A fifth of all Millennials think that by the time they get to retirement age, there will be no such thing as a state pension. More than half of these 18-30-year-olds admitted they were completely clueless about how much the state pension is currently worth, and when told it would be £155.65 a week, two fifths said it wasn't enough to retire on.
Even if the state pension doesn't die out entirely, analysis by the Pensions Policy Institute reveals that it's going to be much less generous for younger people. Approximately three quarters of people in their twenties are set to lose a notional average of £19,000 over the course of their retirement, while around two thirds of people in their thirties will lose an average of £17,000.
The figures, from NOW: Pensions, revealed that despite the fact that they don't think they can rely on the state, young people aren't making any plans for themselves. Only a third are currently paying into a workplace pension, and of those who are saving, less than 10% know how much they are putting in.
They haven't a clue how to save either.
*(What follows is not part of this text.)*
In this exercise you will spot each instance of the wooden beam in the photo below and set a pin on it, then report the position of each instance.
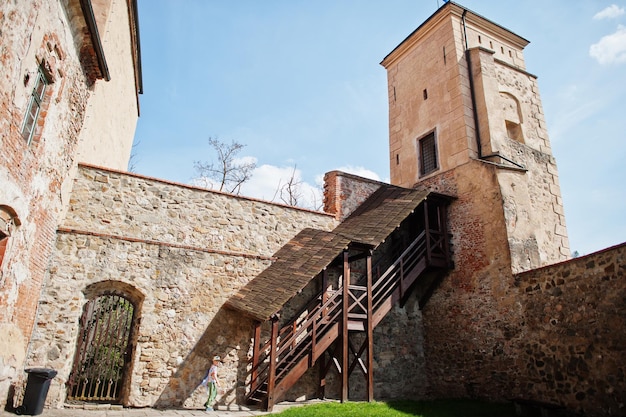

When asked about the best ways to save for retirement, 26% say they "don't know", with 10% thinking that putting money in a bank account is the best way. The Lifetime ISA, due to launch next year, was one of the least popular options with only 5% thinking it's the best way to save for retirement.
Morten Nilsson, CEO of NOW: Pensions, is optimistic, saying that rules that automatically bring people into a workplace pension will help protect people from their own inertia. He explains: "Auto enrolment will bring a much larger proportion of the younger generation into workplace pensions, allowing many more to take control of their retirement saving, helping to protect themselves against an uncertain future."
However, there are some serious question marks over whether this will be enough. At the moment, people are automatically enrolled in their workplace pension when they earn £10,000 a year or more - unless they choose to opt out. Employee and employer contributions are then based on a band of earnings between £5,824 and £43,000. The legal minimum contribution is 2%, including 1% from the saver, up to April 2018. This then rises to 5% (3% staff contribution), then 8% (5% from staff) from April 2019 onwards.
However, even at 8% this will fall short of what people need. The Pensions Policy Institute says there is less than a 50% chance that people contributing at this level will be able to retire on two thirds of the income they had when they were working (considered sensible for a comfortable retirement).
If the state pension was to remain in place - but the triple lock was axed - this would fall to a one in four chance, and without the state pension, it would destroy the vast majority of people's chances of a comfortable retirement through auto-enrolment alone.
At the moment, therefore, the future looks decidedly uncertain for younger people. There's a good chance that many of them will be able to close the gap by working well into their 60s and 70s. The question is whether this is what they really want their retirement to look like.